Japonya’da Dinî Çalışmalar ve İslam
Yaklaşık bir asır evvel,Tokyo sokaklarında dolaşan bir yabancı Shibuya caddesine gelince gözlerini müslümanlara ait bir ibadethanenin tabelasına çevirir ve binayı uzun uzun seyre dalar. İçeriden yankılanan ezanın sesi, cemaatin varlığı ona güç verir. O şehirde o topraklarda bir destanı başlatmanın vakti gelmiştir artık, diyerek harekete geçer. Dünyanın en doğusunda, güneşin ilk doğduğu yerde, İslam adına çabalayanların sevincine ortak olur ve bir daha ayrılamaz buralardan.
Adı Abdürreşit İbrahim, yazar, seyyah ve Rusya Türkleri’nin ilk siyasî temsilcisidir. Rusya’nın baskı ve zulmünden kaçmış, diyar diyar dolaşmış olan Osmanlı seyyahı, Japonya’da geleceğe dair umut dolu bir nesil ve değişime inanan bir millet görür. Zamanla ülkedeki küçük müslüman gruplarını organize eder ve o ibadethaneyi bir camiye dönüştürme gayretine ön ayak olur. İnşa edilen bu caminin imamlığını yapar ve ölümüne kadar İslâmiyet’in burada yayılması için çalışır. 1939 yılında onun gayretleriyle Japonya’da İslam dini resmî olarak tanınır.

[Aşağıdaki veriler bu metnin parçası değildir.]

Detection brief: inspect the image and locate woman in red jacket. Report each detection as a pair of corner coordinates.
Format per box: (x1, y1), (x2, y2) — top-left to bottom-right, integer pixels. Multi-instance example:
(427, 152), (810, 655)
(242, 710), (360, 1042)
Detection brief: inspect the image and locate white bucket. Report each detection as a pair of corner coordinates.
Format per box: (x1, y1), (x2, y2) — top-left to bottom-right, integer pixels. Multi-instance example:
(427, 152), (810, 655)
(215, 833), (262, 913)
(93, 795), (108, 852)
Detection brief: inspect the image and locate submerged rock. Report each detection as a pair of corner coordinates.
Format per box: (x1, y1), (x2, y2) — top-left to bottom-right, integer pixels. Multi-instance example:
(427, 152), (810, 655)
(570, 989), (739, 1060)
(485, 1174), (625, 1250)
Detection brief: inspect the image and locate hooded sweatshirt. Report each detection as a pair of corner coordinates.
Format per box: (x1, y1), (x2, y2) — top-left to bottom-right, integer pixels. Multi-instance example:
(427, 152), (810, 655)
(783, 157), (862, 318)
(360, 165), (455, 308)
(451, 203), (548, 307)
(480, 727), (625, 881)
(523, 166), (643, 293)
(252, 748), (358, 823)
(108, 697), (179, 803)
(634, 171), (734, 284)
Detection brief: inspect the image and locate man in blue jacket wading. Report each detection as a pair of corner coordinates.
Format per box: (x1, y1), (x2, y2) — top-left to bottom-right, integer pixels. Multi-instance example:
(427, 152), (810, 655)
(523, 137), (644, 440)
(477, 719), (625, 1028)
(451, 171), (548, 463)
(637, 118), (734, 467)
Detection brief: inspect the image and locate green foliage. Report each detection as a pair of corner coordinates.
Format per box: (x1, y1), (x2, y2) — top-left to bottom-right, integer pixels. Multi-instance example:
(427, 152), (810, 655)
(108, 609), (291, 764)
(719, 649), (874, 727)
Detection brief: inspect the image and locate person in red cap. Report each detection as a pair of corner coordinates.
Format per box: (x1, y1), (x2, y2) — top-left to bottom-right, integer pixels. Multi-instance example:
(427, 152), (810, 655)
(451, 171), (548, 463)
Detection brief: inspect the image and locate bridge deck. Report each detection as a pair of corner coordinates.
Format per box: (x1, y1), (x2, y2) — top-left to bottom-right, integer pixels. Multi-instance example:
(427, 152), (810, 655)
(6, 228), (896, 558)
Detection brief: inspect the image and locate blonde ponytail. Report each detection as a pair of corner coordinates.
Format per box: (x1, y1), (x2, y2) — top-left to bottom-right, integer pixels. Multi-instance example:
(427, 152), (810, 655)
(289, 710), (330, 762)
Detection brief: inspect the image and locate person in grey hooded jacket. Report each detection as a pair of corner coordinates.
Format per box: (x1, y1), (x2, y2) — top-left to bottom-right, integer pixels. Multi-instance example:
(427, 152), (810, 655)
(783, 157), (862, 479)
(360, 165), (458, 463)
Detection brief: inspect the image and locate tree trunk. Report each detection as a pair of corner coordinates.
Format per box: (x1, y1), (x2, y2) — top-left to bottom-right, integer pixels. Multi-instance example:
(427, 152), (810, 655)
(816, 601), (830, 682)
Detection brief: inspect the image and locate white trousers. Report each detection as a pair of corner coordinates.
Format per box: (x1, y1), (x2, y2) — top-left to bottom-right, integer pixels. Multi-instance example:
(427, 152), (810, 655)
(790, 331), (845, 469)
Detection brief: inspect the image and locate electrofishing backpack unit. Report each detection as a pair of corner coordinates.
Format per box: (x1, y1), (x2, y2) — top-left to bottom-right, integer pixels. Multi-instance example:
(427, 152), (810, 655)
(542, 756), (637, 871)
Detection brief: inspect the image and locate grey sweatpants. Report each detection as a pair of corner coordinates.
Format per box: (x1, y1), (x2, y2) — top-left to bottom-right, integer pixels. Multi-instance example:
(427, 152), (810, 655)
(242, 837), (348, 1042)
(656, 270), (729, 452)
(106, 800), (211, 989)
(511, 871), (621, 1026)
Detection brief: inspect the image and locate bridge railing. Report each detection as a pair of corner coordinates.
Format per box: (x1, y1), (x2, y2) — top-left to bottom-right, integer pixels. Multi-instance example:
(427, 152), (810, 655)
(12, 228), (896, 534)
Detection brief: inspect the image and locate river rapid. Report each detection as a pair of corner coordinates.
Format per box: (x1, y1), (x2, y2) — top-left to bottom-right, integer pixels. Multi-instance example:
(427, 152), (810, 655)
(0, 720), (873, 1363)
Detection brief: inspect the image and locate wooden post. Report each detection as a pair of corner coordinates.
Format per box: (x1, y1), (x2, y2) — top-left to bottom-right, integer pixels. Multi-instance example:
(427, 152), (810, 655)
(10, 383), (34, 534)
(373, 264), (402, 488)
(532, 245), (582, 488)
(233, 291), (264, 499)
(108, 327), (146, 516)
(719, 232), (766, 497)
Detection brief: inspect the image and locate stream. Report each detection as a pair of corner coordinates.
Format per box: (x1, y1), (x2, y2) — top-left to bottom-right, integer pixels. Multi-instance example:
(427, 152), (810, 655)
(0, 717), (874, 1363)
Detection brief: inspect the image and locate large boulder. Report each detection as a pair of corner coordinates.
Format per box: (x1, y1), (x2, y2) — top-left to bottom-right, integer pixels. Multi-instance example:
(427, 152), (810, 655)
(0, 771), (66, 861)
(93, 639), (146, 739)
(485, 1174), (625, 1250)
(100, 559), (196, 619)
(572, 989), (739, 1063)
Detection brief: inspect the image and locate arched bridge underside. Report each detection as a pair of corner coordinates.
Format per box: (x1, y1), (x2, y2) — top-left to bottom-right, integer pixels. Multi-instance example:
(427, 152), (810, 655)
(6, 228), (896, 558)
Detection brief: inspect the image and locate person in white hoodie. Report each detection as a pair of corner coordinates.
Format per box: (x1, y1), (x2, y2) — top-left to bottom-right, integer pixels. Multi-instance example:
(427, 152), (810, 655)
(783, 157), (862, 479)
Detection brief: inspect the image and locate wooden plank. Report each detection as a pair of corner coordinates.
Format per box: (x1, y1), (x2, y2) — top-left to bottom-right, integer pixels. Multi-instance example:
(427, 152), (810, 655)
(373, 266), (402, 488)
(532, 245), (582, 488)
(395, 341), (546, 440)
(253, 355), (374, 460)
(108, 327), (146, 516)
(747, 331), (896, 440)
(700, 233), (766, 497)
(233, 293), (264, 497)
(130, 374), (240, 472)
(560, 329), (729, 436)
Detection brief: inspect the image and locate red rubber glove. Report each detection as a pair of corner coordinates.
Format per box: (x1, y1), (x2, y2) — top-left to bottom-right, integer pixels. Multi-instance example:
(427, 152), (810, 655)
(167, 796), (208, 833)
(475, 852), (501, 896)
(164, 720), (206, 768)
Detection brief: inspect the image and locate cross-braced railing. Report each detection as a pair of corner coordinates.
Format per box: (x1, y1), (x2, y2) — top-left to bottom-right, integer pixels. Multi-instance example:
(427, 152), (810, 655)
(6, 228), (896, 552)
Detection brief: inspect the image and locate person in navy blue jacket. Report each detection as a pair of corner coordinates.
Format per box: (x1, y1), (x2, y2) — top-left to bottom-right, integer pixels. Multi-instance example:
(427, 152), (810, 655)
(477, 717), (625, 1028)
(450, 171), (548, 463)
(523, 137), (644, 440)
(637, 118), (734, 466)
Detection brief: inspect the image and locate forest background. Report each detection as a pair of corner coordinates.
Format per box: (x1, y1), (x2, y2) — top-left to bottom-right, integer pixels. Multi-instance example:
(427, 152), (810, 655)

Abdürreşit İbrahim Japon halkını tanıdıkça İslam’ın vurguladığı ilkelerle Japon kültüründeki saygı, misafirperverlik ve ahlakî değerler arasındaki benzerlikleri yakından görür ve Japonlar’ın kolayca müslüman olabileceğine olan inancı güçlenir. Bu inançla, Mehmet Âkif Ersoy ile mektuplaşırlar, bir gün Mehmet Âkif kürsüye çıkar ve o meşhur dizelerini dile getirir:
“Sorunuz, şimdi, Japonlar da nasıl millettir?
Onu tasvîre zafer-yâb olamam, hayrettir!
Şu kadar söyleyeyim: Dîn-i mübînin orada
Rûh-ı feyyâzı yayılmış, yalınız, şekli Buda.
Siz gidin, safvet-i İslâm’ı Japonlarda görün!
O küçük boylu, büyük milletin efrâdı bugün
Müslümanlıktaki erkân-ı siyânette ferîd;
Müslüman denmek için eksiği ancak tevhîd.”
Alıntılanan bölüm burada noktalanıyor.